Already, processes are on for the bank’s much-awaited initial public offer (IPO) for an aggregate amount of Rs997.8 crore, Rs800 crore being the fresh share issue and the remaining Rs197.8 crore, the offer for sale (OFS) part.
All the four sheduled banks in the state (Kerala), Federal Bank, South Indian Bank (SIB), CSB Bank and Dhanlaxmi Bank, barring Kerala Bank (from the cooperative sector), have already been listed on stock markets.
The ESAF board meeting held on January 13, has also decided to seek the shareholders’ green signal to raise the limit of the bank’s aggregate borrowings up from the current Rs3000 crore to Rs5000 crore.
As per the plans mooted by the board, the unsecured redeemable NCDs will be issued in one or more tranches on a private placement basis, and if things go well as planned, the Rs300 crore issue is likely to be concluded before the next AGM.
The bank had already postponed its IPO date once, and as per the fresh approval secured from the regulators, the IPO needs to be concluded by October this year (2022).
Listing deadline missed
In fact, ESAF has already failed to comply with the deadline to list its shares on a stock market. The bank was required to list its equity shares on a stock exchange in India before July 31, 2021.
“Under the provisions of the Small Finance Bank (SFB) Licensing Guidelines, the equity shares are required to be mandatorily listed on a stock exchange in India within three years from the date our bank reached a net worth of Rs5 billion (Rs500 crore), which we reached on July 31, 2018,” the bank has stated under the Risk Factors to IPO.
The losses reported by the bank in two consecutive quarters during FY22 – Rs15.85 crore (loss) in Q1 and Rs91.63 crore (loss) in Q2 (Q3 results yet to be released) may not bode well for the bank in the run-up to its IPO.
And a if a full-year loss befalls the bank, it could even exasperate the situation further for the bank, especially during an IPO year. Talking to businessbenchmark.news, a stock broker based in Mumbai said the bank seems to be stuck in between the proverbial ‘rock and a hard place’ as it can’t give a miss to its IPO once again.
Notwithstanding such dampeners, the bank is on a strong wicket in terms of its capital position. The bank with a net worth of Rs1244.50 crore (as of September end, 2021) and a debt-equity ratio of 1.03, enjoys a comfortable capital adequacy ratio (CAR) of 20.84 per cent (CRAR).

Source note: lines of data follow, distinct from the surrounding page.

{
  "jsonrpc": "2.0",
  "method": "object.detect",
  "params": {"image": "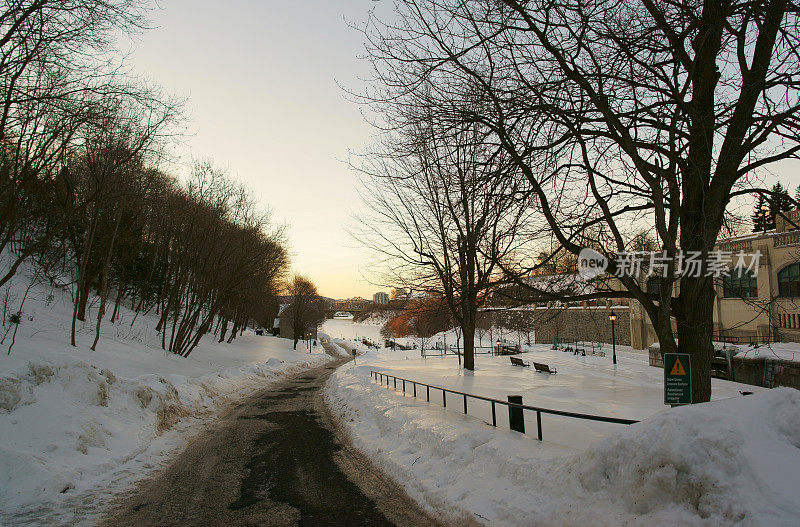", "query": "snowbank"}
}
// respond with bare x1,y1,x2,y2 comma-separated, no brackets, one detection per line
325,356,800,526
0,272,332,525
319,333,351,357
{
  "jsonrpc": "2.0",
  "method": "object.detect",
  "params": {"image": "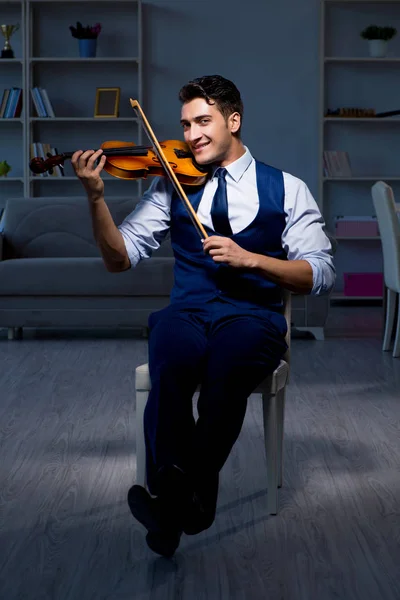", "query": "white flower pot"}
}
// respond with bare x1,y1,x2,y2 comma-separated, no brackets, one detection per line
368,39,388,58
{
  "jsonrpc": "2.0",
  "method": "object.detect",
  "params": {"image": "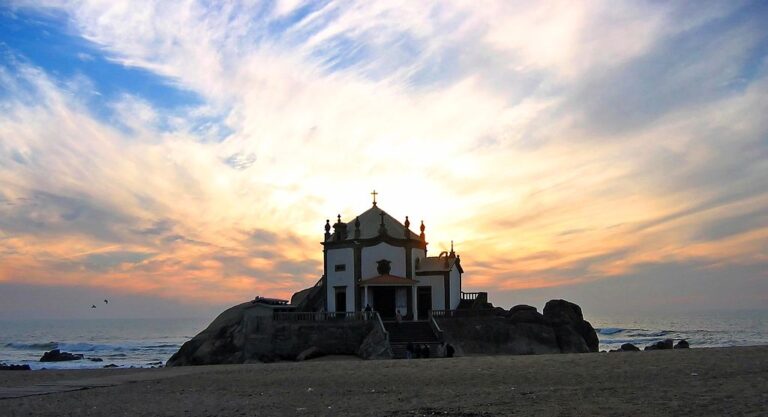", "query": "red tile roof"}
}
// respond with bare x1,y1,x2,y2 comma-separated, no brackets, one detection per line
359,274,417,286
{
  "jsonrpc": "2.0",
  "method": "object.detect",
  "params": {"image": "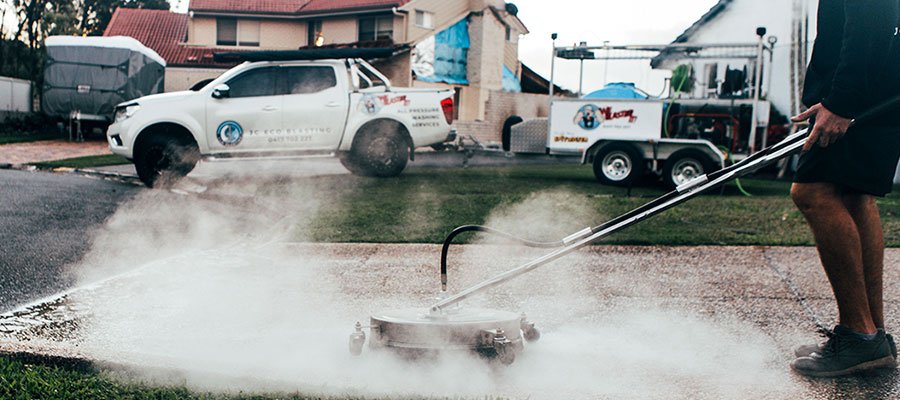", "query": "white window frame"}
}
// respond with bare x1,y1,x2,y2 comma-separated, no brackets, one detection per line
415,10,434,29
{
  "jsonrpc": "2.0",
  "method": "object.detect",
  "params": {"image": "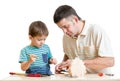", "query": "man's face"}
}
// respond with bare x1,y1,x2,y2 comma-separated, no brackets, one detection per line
56,17,78,38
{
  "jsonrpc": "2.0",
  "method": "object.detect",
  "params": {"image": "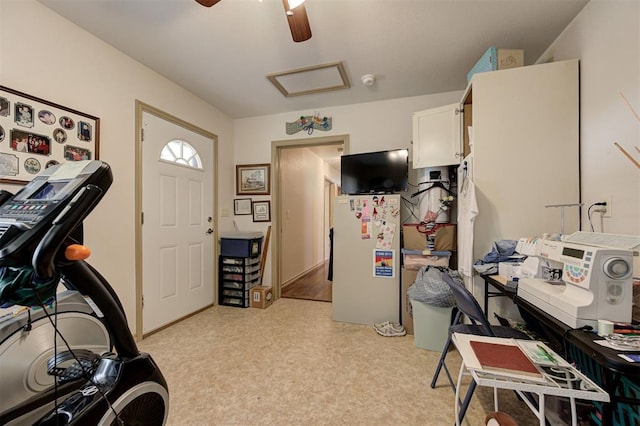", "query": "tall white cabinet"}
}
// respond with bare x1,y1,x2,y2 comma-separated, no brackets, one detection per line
464,59,580,257
463,59,580,316
411,60,581,319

However, the bank whose top line is largely built of micro finance lending does carry a gross NPA of 6.31 per cent and a net NPA ratio of 2.13 per cent. With the kind of net worth and the size of funds expected to be raised through the forthcoming IPO and NCDs, the bank will be comfortably placed to expand its asset base and thus reduce the NPA ratios, too, soon.